Boost logo

Boost :

From: Joel de Guzman (djowel_at_[hidden])
Date: 2002-10-18 20:45:41


----- Original Message -----
From: "Douglas Gregor" <gregod_at_[hidden]>

> My review of the Spirit Parser Framework follows. I have read through all of
> the documentation provided for Spirit and have ported a portion of a YACC
> parser for a specification language I use to Spirit. I did not have the
> chance to peruse the Spirit source code, so my comments will be limited to
> "user" experiences. That said,
>
> Spirit should be accepted into Boost.

Thanks!

> Refactoring
> --------------
> * There are several libraries within Spirit that can (should) be refactored
> into separate Boost libraries. This includes:
> + The multi-pass iterator
> + The file iterator
> + The position iterator
> + Ternary search tree

Might I add the wchar_t savvy character set implemented using range-runs? :-)
Nathan Myers started a thread regarding this a few months ago. I'm not sure
what happened.

> All of these components could be useful outside of Spirit, and IMHO should
> become full-fledged Boost libraries. In fact, I'd actually like to see these
> components reviewed separately for inclusion in Boost.

I'd definitely want to use a common library for these parts to get rid of the
fear that Spirit is big.

> * It's hard to tell where Spirit ends and Phoenix begins. The Spirit headers
> #include headers from Phoenix, and it seems that any nontrivial use of
> closures requires Phoenix (though I do understand that Lambda support is
> upcoming). I'd rather not pull all of Phoenix into Boost along with Spirit,
> because Phoenix deserves its own dedicated review (as do the aforementioned
> components in Spirit). Not to mention that the inclusion of the parser I
> ported to Spirit would result in a project containing Boost.Bind,
> Boost.Lambda, and Phoenix code :)

Rest assured, this will be addressed. Full Lambda support is upcoming.
In fact, if you do a grep with the current Lambda code, you'll see
Phoenixisms in many places already :-)

>
> Code Nitpick
> ------------------
> * The match class contains "operator bool()", whereas I would have expected
> the use of the safe_bool idiom. Any particular reason for this?

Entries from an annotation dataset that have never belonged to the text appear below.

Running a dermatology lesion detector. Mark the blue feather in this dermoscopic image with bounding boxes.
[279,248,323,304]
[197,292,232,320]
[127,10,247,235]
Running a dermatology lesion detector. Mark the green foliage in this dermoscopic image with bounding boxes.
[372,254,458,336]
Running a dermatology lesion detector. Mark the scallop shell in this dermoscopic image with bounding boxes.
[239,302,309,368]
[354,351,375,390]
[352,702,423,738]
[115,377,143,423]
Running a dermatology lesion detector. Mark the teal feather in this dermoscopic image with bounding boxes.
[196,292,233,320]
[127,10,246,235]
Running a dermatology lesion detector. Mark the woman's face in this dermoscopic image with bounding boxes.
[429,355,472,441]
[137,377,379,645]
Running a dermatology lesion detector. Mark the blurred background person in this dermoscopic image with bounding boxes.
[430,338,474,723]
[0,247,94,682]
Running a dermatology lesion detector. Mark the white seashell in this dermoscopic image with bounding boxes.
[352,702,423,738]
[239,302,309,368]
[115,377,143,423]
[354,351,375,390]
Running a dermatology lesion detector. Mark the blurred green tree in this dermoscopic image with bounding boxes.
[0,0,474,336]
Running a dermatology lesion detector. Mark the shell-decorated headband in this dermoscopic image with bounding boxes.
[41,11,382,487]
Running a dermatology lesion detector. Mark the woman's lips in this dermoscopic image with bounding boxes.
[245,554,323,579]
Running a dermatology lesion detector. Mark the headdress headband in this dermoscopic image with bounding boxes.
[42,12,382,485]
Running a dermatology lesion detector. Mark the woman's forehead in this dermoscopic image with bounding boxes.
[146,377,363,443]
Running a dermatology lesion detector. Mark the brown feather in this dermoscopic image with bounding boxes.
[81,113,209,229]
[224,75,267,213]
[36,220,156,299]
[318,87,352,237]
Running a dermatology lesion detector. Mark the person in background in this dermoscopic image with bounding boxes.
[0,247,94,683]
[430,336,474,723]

No particular reason. The match class will benefit from using the safe_bool idiom.
Is there a safe_bool utility class somewhere in boost that I can use?

> User Experiences
> -----------------------
> * I found it very easy to construct parsers with Spirit. I'd already become
> accustomed to the syntax of Spirit from lurking on the list, but it was very
> easy to put that knowledge to code and get a working parser quickly.
>
> * Debugging parsers is quite easy with SPIRIT_DEBUG. Great feature.
>
> * Semantic actions weren't quite as easy to get working. I needed to build
> an abstract syntax tree. ast_parse wouldn't do the job for me, because I'd
> like the tree to come out in terms of my language's internal representation
> (without additional conversion steps), so I settled on using closures....
> Closures feel like the wrong solution for most simple parsing tasks, because
> they require extra assignments to get the values we need into the right
> places; the YACC-like solution of using $1, $2, etc. feels like a better
> match because it makes the result of child nodes immediately available. I
> would like to do something like this:
>
> field_decl = (identifier >> ':' >> type)[bind(&create_field)(arg1, arg3)]
>
> Where "arg1" will be the value of the identifier subtree and "arg3" will be
> the value of the type subtree. The result of the (deferred) call to
> create_field would then be the value of the field_decl subtree.
>
> Currently, I need to use closures to temporarily store the results of the
> identifier and type subtrees so that they can be used in the action for
> field_decl. For instance, the closure might be:
>
> struct field_decl_closure :
> spirit::closure<field_decl_closure, field_ptr, id_ptr, type_ptr>
> {
> member1 val;
> member2 id;
> member3 type;
> };
>
> Then field_decl_closure::context_t becomes the parser context for the
> field_decl (sub)rule, and the rule assignment becomes:
>
> field_decl =
> (identifier[field_decl.id = arg1] >> ':'
> >> type[field_decl.type = arg1])
> [field_decl.val = bind(&create_field)(field_decl.id, field_decl.type)]
>
> I understand that Hartmut is working on a group parser that achieves something
> like the former syntax by adding a new group_d directive. Perhaps group_d
> should be the default behavior?

This can be achieved through a combination of closures +
the grouped scanner policies, specialized parse function.
Hartmut's prototype is a good starting point. For example:

    group_parse(first, last, p);

can be added to the repertory. The scanner mechanism in place
is already sufficiently powerful for Hartmut's grouping parser idea
to be implemented non-intrusively without using a directive.
The idea is that the scanner will collect the attributes and place it
in a closure. The semantic action will then be able to get
all the attributes in parallel as arg1...argN.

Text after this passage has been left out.